Thursday, August 24, 2006

Bush Regime Hides Behind More Secrets


Governments try to hide information they fear could harm them. What exactly is the most secretive administration in US history so afraid of?

Christopher Lee of the Washington Post writes:
The Bush administration has begun designating as secret some information that the government long provided even to its enemy the former Soviet Union: the numbers of strategic weapons in the U.S. nuclear arsenal during the Cold War.

The Pentagon and the Department of Energy are treating as national security secrets the historical totals of Minuteman, Titan II and other missiles, blacking out the information on previously public documents, according to a new report by the National Security Archive. The archive is a nonprofit research library housed at George Washington University.

"It would be difficult to find more dramatic examples of unjustifiable secrecy than these decisions to classify the numbers of U.S. strategic weapons," wrote William Burr, a senior analyst at the archive who compiled the report. " . . . The Pentagon is now trying to keep secret numbers of strategic weapons that have never been classified before."

The report comes at a time when the Bush administration's penchant for government secrecy has troubled researchers and bred controversy over agency efforts to withhold even seemingly innocuous information.

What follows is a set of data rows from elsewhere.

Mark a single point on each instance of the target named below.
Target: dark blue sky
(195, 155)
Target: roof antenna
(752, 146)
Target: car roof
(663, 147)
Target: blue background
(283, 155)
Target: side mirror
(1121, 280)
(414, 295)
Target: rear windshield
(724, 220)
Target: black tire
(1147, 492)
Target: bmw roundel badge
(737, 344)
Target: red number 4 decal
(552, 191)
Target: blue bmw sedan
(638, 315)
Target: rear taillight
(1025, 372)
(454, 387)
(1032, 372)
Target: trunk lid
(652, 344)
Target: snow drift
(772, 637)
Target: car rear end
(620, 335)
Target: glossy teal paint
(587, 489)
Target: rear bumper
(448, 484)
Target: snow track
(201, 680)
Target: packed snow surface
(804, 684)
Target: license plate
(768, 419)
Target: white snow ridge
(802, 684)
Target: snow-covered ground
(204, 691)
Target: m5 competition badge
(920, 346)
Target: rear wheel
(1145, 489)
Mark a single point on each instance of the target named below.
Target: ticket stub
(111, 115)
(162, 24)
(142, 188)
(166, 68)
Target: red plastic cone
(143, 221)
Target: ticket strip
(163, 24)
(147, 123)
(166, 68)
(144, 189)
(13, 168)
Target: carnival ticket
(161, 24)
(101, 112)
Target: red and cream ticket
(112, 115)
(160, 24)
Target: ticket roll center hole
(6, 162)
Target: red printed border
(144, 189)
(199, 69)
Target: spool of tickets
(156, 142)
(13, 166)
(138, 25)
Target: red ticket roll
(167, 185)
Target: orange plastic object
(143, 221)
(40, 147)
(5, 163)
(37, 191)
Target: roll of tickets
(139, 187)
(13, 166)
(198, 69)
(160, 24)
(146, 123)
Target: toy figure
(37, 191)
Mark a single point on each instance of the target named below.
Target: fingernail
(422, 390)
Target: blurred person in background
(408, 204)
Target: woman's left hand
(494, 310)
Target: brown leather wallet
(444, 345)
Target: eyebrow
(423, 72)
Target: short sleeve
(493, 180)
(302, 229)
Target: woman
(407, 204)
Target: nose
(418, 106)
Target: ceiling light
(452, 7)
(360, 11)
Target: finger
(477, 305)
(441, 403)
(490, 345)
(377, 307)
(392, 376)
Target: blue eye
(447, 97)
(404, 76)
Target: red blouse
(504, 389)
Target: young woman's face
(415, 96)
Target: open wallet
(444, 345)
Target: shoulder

The National Archives was embroiled in scandal during the spring when it was disclosed that the agency had for years kept secret a reclassification program under which the CIA, the Air Force and other agencies removed thousands of records from public shelves.

One month after the Sept. 11, 2001, terrorist attacks, then-Attorney General John D. Ashcroft instructed federal agencies to be more mindful of national security when deciding whether to publicly release documents under the Freedom of Information Act. Last year, in a study of FOIA requests at 22 agencies from 2000 to 2004, the nonpartisan Coalition of Journalists for Open Government found that agencies cited reasons to withhold unclassified information 22 percent more often than before Ashcroft's directive.

The administration's affinity for secrecy also was exemplified in its legal battle to withhold the names of oil company executives and others who attended meetings in 2001 of a White House task force that helped draft a national energy policy. More recently, President Bush has made clear his administration's willingness to prosecute individuals it believes unlawfully possess classified material.